In the context of electricity production processes and how these impact the political economy of Iran, the importance of workers’ agency in these processes is often overlooked. A similar ignorance could hardly be sustained in the analysis of factory production processes. In this article, we suggest that an absence of workers’ subjectivity has enabled the privatization of electricity production, and how the body of the working class became fragmented due to the implementation of neoliberal policies in the electricity production industry. We will reflect on the workers’ silence in light of this history, and other challenges in our quest to find liberating alternatives. 

In this article, we focus on the large “Shahid Mohammad Montazeri” (SMM) power plant. The corruption of its owners and history of strikes in this plant make it an ideal sample to examine the questions mentioned above. 

The political economy of corruption and electricity generation

In 2011 the SMM power plant was handed over to Persian Steel Company in accordance with Article 44 of the Iranian Constitution, known as ‘the privatization article’. Persian Steel Company, established in 2002, is a family holding owned by the wealthy Falahtian family. Mehdi Falahatian, the most important member of the company’s board of directors, has already been sentenced to 10 years in prison for corruption in the Mellat and Parsian banks. Despite his conviction, he is rarely seen in prison, reportedly, and is still a member of his company’s holding board. Interestingly, Falahatian declared the SMM plant as his bail. The fact that a country’s power plant can be used as a prison bailout speaks for itself about the meaning of privatization of public property. 

Currently, at least half of the country’s electricity generation is in the hands of the private sector. As a result, some of the main beneficiaries of turning Iran into a “crypto-currency paradise” are the private owners of power plants. For instance, three big power plants namely SMM, Salimi Neka and Ramin in Ahvaz had devoted part of their electricity generation to extracting cryptocurrencies. Several private and non-governmental sectors entered the cryptocurrency business. As a result of crypto mining, the demand for electricity increased which in turn incurs a high cost to consumers. Examples of the non-governmental sector include the Islamic Revolutionary Guard Corps (IRGC), the Martyr Foundation, the Social Security Organization and banks. On one hand, non-governmental/private companies acquired power plants in the form of government debt relief. However, the debts do not transfer in this acquisition, therefore, the Ministry of Energy still owes the plants’ debt. On the other hand, upstream industries while using energy in their production process, sell raw materials to downstream industries such as electricity, at a higher price than the world markets. In addition to not upgrading their power facilities, power plants also incur high prices on the government. The government also exerts this pressure on the price of electricity, regardless of the amount of consumption, for the workers and the capitalists. Nevertheless, private companies complain that tariffs for purchasing electricity from power plants have been almost constant since 2004, and have not been adjusted for inflation, and this has led to an increase in the cost of generating electricity.

In this debate, the cost of production is once again being blamed on the labour force, and wages are being cited as one of the reasons for the high cost of electricity generation.

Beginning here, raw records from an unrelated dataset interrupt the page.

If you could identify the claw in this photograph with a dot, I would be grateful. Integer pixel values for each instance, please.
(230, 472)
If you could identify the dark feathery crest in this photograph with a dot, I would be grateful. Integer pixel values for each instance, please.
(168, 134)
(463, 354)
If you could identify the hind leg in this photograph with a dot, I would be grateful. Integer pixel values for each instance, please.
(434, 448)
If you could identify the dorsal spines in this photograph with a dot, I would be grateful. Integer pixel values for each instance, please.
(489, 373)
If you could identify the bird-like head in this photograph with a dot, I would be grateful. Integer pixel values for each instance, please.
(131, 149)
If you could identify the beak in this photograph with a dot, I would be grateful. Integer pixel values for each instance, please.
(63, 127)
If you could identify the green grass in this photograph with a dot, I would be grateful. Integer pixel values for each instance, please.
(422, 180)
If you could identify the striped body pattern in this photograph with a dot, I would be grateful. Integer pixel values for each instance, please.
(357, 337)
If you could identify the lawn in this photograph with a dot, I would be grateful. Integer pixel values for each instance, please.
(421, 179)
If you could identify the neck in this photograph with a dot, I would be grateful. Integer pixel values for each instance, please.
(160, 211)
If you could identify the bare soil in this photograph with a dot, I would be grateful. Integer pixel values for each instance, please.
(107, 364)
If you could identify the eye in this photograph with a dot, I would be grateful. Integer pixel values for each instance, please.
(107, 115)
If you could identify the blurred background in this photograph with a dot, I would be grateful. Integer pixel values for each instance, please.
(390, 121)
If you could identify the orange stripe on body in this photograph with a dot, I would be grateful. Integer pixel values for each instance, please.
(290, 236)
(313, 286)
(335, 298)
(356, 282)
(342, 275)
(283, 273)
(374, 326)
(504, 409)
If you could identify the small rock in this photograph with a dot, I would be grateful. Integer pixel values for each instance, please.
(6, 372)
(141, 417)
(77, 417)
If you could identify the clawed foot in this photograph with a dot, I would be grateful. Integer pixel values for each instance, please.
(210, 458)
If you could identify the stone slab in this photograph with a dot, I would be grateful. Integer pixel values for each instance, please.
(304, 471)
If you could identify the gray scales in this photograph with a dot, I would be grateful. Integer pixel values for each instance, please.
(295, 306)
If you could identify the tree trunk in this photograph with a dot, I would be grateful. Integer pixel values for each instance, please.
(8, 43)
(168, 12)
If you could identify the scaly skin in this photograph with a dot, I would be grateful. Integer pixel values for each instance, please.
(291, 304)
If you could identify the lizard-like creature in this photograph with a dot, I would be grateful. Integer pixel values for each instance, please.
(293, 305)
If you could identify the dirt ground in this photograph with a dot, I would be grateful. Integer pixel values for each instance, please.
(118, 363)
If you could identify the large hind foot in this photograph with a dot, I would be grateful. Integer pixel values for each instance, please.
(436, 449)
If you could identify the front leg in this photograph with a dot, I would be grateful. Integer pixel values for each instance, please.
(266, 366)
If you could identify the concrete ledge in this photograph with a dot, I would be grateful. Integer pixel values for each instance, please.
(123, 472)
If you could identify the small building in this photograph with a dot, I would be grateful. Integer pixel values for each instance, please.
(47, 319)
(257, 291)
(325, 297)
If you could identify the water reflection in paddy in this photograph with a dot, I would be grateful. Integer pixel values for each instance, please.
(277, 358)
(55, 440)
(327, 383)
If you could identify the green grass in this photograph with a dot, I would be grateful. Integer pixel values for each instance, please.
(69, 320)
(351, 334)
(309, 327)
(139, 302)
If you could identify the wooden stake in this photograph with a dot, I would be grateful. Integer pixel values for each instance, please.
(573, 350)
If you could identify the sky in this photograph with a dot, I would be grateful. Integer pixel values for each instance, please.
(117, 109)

What are workers at the power plant saying?
Contracts and employment

The number of workers in SMM fluctuates between 880 and 1000. About 380 of the workers are under indirect contracts (contractors and project-based hires), and the remaining 500 are directly hired by the power plant. According to the workers, since 2010/2011, none of them are permanently employed. All contracts are fixed-term, either one year or two annual contracts of 7 and 5 months.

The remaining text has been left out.